Hi Jim,
What I understand from looking at the code in DataStream, ReferenceStream, and SmartRefStream is that they will usually write the object graph depth-first and also read and materialize it depth-first. For example, when it reads an object with three instance variables, it will create this object with #basicNew, then read the object of the first instance variable using #next, which may recursively read many more objects with #next depending on the depth of the tree, then eventually come back to read the object of the second instance variable, and so on. Note that the topology of the object graph is not necessarily the same as the topology of the Morph hierarchy tree. Notably they are not the same with your addition of "siblings". When ReferenceStream and SmartRefStream encounter an object that was already written, they will only write a reference. Normally such references would only point "back" but not "forward" in the stream. However the class comment of ReferenceStream says that it supports "weak references" where the object will only be included in the stream if it is put "non-weakly" into the stream from somewhere else. For example, the owner of a morph is written weakly. In this weak case, a reference might also point forward in the stream if the referenced object was not already encountered during the traversal so far. So in the absence of weak references, I think the .morph file would be read straight from start to end, and with weak references the stream position might jump around a few times. When the stream reaches the position of an object that was already read in advance due to forward references, it gets skipped. So overall no part of the file is read twice.
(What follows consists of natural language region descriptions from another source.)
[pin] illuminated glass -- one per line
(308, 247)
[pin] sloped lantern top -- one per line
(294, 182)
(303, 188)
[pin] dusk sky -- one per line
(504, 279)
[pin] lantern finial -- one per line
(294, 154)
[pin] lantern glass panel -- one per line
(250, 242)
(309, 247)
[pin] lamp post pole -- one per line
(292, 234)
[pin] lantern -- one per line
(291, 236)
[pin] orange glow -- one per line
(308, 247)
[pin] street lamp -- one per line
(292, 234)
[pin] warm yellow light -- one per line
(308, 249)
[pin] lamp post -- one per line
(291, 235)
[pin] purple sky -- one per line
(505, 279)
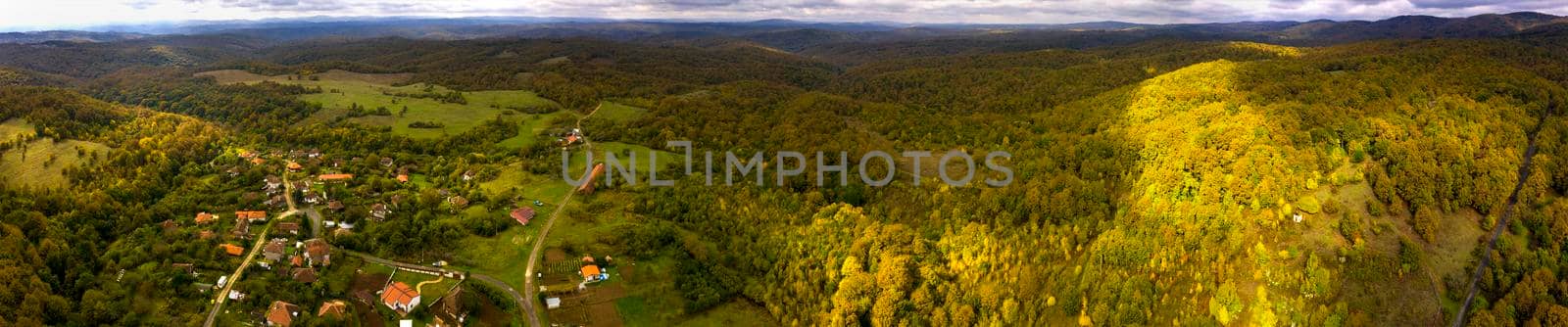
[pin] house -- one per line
(204, 217)
(187, 268)
(334, 177)
(274, 249)
(592, 272)
(242, 229)
(380, 211)
(305, 274)
(276, 201)
(522, 214)
(250, 214)
(400, 298)
(318, 253)
(232, 249)
(333, 308)
(281, 313)
(273, 183)
(449, 310)
(553, 303)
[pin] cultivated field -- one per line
(46, 162)
(399, 107)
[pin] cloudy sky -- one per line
(41, 15)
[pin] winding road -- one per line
(256, 248)
(538, 243)
(1507, 213)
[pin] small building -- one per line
(380, 211)
(318, 253)
(204, 217)
(303, 274)
(273, 183)
(522, 214)
(289, 227)
(251, 214)
(333, 308)
(400, 298)
(281, 313)
(274, 249)
(334, 177)
(553, 303)
(242, 229)
(232, 249)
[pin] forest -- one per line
(1157, 178)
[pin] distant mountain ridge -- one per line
(797, 34)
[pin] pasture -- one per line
(396, 107)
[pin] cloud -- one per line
(54, 15)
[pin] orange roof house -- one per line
(592, 272)
(336, 308)
(400, 298)
(281, 313)
(255, 214)
(334, 177)
(232, 249)
(204, 217)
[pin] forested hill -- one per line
(1162, 177)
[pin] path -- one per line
(538, 243)
(1502, 222)
(223, 296)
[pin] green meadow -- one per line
(344, 91)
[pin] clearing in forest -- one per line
(44, 160)
(412, 110)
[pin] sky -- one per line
(67, 15)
(Note that these weak references are different from the weak references that the garbage collector knows. Whether a reference is weak for the data streams depends on whether the object gets written with nextPut: or nextPutWeak:. For VM/GC weak references, it depends on the type of the class.)
So, assuming you have a morph tree like this: A--B--C --D--E--F --G--H where B, D, G are submorphs of A, and C, E, H are siblings by your own implementation with a siblings instance variable in a subclass of Morph, I would assume that the morphs are serialized in the file in the order A, B, C, E, F, H, D, G and the materialization order would be A, B, C, E, D, F, H, G. The difference in the orders comes from the "weak" owner references.
The order of instance variables is owner, submorphs, siblings (ignoring all the others). This determines the order of processing, with the specialty that the owner is weakly put into the stream.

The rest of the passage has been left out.